Access to start-up and expansion capital
While access to finance is difficult for all “missing middle” ventures in developing countries, early-stage enterprises face particularly high barriers. Their establishment and growth are hampered by a lack of funding, particularly in Africa, where traditional sources of capital, such as bank loans or government and research grants, are particularly difficult to obtain. Access to start-up and growth capital is critical for high-growth ventures because they drive innovation, improve productivity, and create jobs.
Angels in business
Business angels, who frequently invest through an angel network or syndicate, provide capital with a high risk appetite, as well as business expertise and networks. Angel investors are typically the first outside investors in a company.
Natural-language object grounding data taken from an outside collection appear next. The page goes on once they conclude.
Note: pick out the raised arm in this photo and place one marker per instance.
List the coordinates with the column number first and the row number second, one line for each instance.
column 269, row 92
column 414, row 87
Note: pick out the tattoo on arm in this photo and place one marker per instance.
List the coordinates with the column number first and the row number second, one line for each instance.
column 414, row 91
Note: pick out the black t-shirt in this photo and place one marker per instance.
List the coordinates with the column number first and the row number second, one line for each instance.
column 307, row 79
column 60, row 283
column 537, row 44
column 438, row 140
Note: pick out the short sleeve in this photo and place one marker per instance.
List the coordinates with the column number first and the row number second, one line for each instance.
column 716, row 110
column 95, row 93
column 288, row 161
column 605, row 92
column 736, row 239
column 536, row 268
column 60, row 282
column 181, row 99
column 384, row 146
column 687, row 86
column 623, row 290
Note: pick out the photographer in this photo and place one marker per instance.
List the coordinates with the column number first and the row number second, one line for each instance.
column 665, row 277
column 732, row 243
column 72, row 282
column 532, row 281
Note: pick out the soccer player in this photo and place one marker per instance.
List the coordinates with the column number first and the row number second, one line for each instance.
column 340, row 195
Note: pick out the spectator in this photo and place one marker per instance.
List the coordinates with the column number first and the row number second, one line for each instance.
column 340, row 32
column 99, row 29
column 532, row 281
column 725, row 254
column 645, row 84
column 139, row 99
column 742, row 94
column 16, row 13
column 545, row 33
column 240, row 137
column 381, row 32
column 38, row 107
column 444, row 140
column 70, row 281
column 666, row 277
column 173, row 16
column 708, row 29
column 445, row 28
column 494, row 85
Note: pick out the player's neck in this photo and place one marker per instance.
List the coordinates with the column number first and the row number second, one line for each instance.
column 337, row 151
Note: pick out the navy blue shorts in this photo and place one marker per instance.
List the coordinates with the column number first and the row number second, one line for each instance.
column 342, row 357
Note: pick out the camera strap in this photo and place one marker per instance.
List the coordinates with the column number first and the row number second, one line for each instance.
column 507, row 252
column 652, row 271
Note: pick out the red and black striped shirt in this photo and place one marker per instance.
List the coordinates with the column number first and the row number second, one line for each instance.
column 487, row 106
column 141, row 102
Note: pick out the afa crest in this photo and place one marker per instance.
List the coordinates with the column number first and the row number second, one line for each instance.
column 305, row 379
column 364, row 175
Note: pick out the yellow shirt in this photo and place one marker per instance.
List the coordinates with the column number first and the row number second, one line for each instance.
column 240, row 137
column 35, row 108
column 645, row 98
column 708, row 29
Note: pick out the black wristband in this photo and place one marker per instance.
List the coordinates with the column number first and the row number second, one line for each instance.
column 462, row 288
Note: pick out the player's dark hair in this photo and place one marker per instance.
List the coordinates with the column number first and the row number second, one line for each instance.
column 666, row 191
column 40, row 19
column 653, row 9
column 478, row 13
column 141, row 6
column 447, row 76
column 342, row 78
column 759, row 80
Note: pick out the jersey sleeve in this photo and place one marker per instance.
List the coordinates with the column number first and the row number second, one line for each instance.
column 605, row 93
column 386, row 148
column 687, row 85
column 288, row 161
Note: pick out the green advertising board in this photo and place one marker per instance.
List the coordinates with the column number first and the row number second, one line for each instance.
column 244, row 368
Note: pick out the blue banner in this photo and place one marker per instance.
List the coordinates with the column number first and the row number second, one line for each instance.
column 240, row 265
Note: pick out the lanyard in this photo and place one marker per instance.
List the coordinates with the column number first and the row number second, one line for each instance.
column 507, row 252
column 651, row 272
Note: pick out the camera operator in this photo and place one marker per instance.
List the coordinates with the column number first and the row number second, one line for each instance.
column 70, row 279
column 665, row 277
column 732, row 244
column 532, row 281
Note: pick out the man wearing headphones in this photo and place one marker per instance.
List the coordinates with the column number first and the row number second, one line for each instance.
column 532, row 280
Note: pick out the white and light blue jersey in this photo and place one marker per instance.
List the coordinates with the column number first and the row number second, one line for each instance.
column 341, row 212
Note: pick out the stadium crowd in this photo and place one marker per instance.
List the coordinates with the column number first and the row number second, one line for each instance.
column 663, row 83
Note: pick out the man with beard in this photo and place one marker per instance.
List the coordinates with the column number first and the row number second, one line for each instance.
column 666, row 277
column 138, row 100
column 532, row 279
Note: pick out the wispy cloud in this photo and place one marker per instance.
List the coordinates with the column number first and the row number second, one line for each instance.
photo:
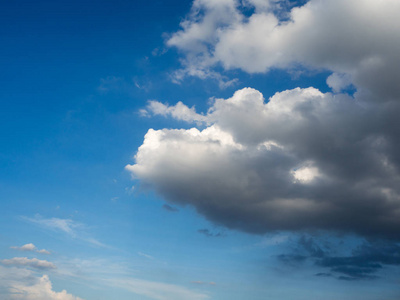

Because angel funding and mentorship are essential for founders, bolstering the role of angels in Africa is critical to assisting startups in overcoming the pioneer gap.
New hybrid models
New hybrid models combine elements of angel investing, crowdfunding, and venture capital, reducing due diligence time and spreading risk among investors. The increased reliance on data, as well as the widespread use of standardized SAFE notes, are lowering previously high transaction costs.
These hybrid investment approaches have already successfully mobilized more seed capital for promising entrepreneurs, resulting in a significant increase in the number of high-growth ventures that are creating jobs and having a positive developmental impact.
The future will tell
Questions about the scalability and replicability of these models remain unanswered for the time being. The financial returns of these new hybrid investment models and their investees will be revealed in the coming years. A better understanding of the impact of angel investments in early-stage companies on job creation, inclusiveness (particularly gender equity), and broader ESG impact is also required.
The Dutch Good Growth Fund, a “fund of funds” investment initiative of the Dutch Ministry of Foreign Affairs, commissioned the paper. Eelco Benink and David van Dijk are the authors.